Cisplatin is a frequently used anticancer drug that has been developed as the first platinum-based anticancer drug. The cis configuration enables the coordination complex to be covalently binding to one or two DNA strands and thus cross-linking the DNA strands, causing the cells to die in a programmed manner. Cisplatin is administered as an IV infusion in saline solution for medication of solid malignity. Anticancer drugs usually have a variety of side effects, but an encapsulation of the drug in a suitable host material minimizes the side effects while improving the efficacy of the drug due to its slow release only at the target. The aim of this research is to develop a simple, but effective mechanism for the preparation of porous zinc oxide nanoparticles (PZnO NPs) using the forced hydrolysis method reaction of zinc acetate dihydrate with deionized water in diethylene glycol (DEG) media. This synthesized PZnO NPs were then characterized by Scanning Electron Microscopy (SEM), Energy Dispersive X-Ray Analysis (EDX), Fourier Transform Infrared Spectroscopy (FT-IR), Particle Size Analysis and Powder X-Ray Diffraction (PXRD). The encapsulation of cisplatin within the porous zinc oxide nanoparticles was confirmed by X-ray Fluorescence (XRF), SEM, EDX, and FT-IR studies. Our results show that the synthesized nanoparticles have the hexagonal wurtzite structure as confirmed by PXRD. The average particle size as determined by light scattering is 52.4 ± 0.1 nm SEM images show porous spherical morphology with aggregated particles.

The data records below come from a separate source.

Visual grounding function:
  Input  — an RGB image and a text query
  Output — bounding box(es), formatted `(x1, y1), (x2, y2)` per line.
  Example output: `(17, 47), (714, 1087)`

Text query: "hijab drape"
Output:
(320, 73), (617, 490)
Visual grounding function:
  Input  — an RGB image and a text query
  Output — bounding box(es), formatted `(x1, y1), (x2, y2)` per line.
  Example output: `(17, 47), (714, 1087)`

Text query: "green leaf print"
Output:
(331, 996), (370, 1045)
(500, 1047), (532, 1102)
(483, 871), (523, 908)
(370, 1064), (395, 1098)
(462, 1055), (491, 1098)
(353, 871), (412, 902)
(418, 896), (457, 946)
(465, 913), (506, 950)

XRF data of the cisplatin encapsulated product show a Pt: Cl ratio of 1:2 showing cisplatin encapsulation without any fragmentation or other chemical change. The presence of NH3 in the encapsulated product is also apparent from FT-IR data. The encapsulation of the anti-cancer drug cisplatin to PZnO NPs and its pH dependence on the release of the drug from PZnO NPs was studied by measuring the amount of Pt released as a function of the time which was done using Inductively Coupled Plasma Atomic Emission Spectroscopy (ICP-AES) at λmax 265.94 nm. The encapsulation efficiency of Cisplatin into PZnO NPs was found to be 50.52%. The percentage of Cisplatin released from PZnO NPs during the first 7 hours was < 6.30% in the acetate/phosphate buffer at pH 4.0, 5.0, 6.0, 7.0 and 8.0. The maximum release of 8.64% was observed at pH = 6.0 after 24 hours.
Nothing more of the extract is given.